Thomas Daniel Nehrer is a strong advocate of "oneness", what some people might call "the singularity". Whatever you call it, the notion is that all people, and in fact all of everything, is in fact the same entity experiencing itself from distinct points of view. It is an interesting idea that leads to numerous philosophical and spiritual questions, such as the morality and even sensibility of treating anyone or anything else poorly when, in fact, you are literally causing harm to yourself. Over three other books he has taken deep dives on the subject in different directions. Now, in "Deeper Than Suspected", he has collected nearly 20 essays that each drill down on more specific questions raised by oneness, rather than the idea as a whole.

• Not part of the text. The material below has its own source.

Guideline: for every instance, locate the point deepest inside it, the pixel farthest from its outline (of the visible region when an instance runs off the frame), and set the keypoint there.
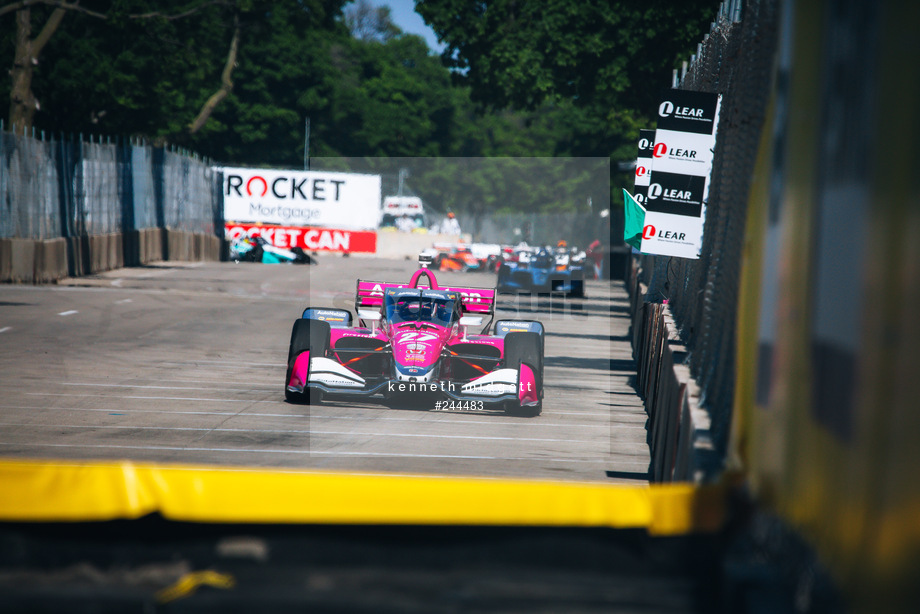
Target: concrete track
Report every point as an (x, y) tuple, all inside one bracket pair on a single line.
[(184, 363)]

In several of these essays he looks at religious subjects such as Islam and Atheism, while others examine how one approaches the idea of oneness. His essay on Reconsidering religion as a whole is probably the best of the bunch, as it asks the reader questions that they can digest most readily in their own lives. It may not convince the reader, but of all of these essays, it advocates the
idea most persuasively to a possible skeptic. Taken as a whole, these bullet-point explorations of oneness bring one of the more comprehensive examinations of the subject that I've seen.
I can recommend the book almost without reservation; the one caveat is that if the idea of oneness is something you've already considered and rejected, little is here that is likely to completely change your mind.